MIDWAY : Eyesores on earth
Some feel heart-broken when they see sea beaches littered with fag ends; others get worked up to see high mountain trails soiled with oxygen bottles, food-and-beverage cans, plastic ropes and other paraphernalia for mountaineering. Pious Hindus feel dejected at seeing Bagmati or the Ganges branded as the most polluted rivers in the world. One feels aghast to think that cities, which boast of UNESCO-classified sites and monuments, such as Kathmandu and Agra, are among the most polluted and plastic-strewn in the world.
One anxious lover of nature once put a pertinent question to a scientist: why can’t we send all the garbage into the sun so that the great celestial body will turn everything into ashes? The specialist’s answer, however, was not really encouraging. Among other nuisances, plastic presence is the most prominent in garbage. Burning such colossal quantity of plastic will just deal a coup de grace to environment and by extension, to more than twelve million species of living beings inhabiting the planet.
Another stumbling block to the ‘garbage container’ en route to the sun: the need to propel it at 11.2 km/s in order to avoid the earth’s gravity. How on earth humans will carry out such stint! Hence, the corollary: all the garbage of the world is here to stay as a blot on the ultimate landscape - the Earth.

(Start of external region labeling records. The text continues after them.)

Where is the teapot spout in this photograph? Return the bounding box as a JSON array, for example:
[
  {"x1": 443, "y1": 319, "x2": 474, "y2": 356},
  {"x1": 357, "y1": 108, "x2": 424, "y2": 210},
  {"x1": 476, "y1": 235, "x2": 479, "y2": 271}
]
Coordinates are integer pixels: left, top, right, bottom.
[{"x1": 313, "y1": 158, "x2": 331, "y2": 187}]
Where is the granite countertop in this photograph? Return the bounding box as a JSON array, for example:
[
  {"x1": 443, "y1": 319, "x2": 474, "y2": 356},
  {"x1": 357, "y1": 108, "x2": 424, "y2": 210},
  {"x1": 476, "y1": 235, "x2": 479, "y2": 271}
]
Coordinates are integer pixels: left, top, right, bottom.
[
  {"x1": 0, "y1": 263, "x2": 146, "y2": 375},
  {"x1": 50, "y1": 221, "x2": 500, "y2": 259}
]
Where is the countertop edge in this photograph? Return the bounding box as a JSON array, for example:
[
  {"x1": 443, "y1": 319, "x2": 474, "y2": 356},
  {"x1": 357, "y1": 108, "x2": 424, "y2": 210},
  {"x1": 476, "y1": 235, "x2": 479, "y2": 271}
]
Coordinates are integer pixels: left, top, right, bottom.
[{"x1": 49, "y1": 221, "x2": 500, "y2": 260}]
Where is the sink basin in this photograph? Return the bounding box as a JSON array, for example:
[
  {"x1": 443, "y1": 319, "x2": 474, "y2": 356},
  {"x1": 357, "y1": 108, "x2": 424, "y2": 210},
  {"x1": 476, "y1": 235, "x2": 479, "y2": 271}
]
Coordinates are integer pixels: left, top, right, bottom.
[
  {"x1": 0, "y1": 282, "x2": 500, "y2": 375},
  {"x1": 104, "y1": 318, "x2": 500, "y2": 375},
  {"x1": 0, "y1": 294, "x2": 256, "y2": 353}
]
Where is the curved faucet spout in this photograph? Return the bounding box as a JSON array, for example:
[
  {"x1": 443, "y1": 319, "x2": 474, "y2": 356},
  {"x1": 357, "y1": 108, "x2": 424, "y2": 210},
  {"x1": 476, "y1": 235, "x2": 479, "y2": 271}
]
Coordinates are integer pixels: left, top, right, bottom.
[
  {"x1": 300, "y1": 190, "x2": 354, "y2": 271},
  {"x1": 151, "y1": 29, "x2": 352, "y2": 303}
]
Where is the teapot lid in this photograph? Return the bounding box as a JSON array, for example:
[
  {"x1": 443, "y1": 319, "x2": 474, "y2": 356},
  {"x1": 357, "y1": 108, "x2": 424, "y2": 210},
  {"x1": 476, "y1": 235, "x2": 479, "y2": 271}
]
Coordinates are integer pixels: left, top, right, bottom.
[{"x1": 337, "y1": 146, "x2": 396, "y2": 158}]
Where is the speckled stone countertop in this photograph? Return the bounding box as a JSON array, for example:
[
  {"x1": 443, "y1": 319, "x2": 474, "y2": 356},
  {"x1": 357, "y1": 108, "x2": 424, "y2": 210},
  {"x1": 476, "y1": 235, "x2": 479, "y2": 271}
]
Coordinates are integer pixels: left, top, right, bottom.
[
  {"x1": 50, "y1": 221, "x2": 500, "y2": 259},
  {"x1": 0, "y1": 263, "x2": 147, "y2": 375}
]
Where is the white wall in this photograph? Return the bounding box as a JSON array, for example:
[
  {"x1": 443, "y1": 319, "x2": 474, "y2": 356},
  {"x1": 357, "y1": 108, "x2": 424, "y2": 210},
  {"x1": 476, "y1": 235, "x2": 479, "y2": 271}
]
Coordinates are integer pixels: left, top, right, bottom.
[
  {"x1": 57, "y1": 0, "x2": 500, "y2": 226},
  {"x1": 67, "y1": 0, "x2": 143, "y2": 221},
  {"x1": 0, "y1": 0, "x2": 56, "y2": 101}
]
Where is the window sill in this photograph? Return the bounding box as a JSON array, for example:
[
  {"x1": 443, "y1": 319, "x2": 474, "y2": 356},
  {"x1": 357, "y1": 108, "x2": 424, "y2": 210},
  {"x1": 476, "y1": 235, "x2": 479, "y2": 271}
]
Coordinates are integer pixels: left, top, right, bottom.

Happily, not all are indifferent to whatever is happening to environment. Ladakh, the north-western territory of India, has quite effectively banned the use of plastic bags. In Nepal, the use of plastic bags is banned along the trail leading to Annapurna Base Camp and in Mustang. As far as countries are concerned, South Africa, Ireland and Taiwan are among the very few who have banned the use of the ‘immortal’ synthetic stuff.
Those who have resorted to the laudable say-no-to-plastic initiative do deserve every bit of compliment: plastic bags can scar the face of the earth as long as 400 years, that is, five generations of people may see the same plastic bag littering their garden. Garr…not an eye-catching sight, actually! And one barely needs to be reminded that in gardens, roses and marigolds look more beautiful than plastics — hence a capital NO to plastic in our collective garden — the earth.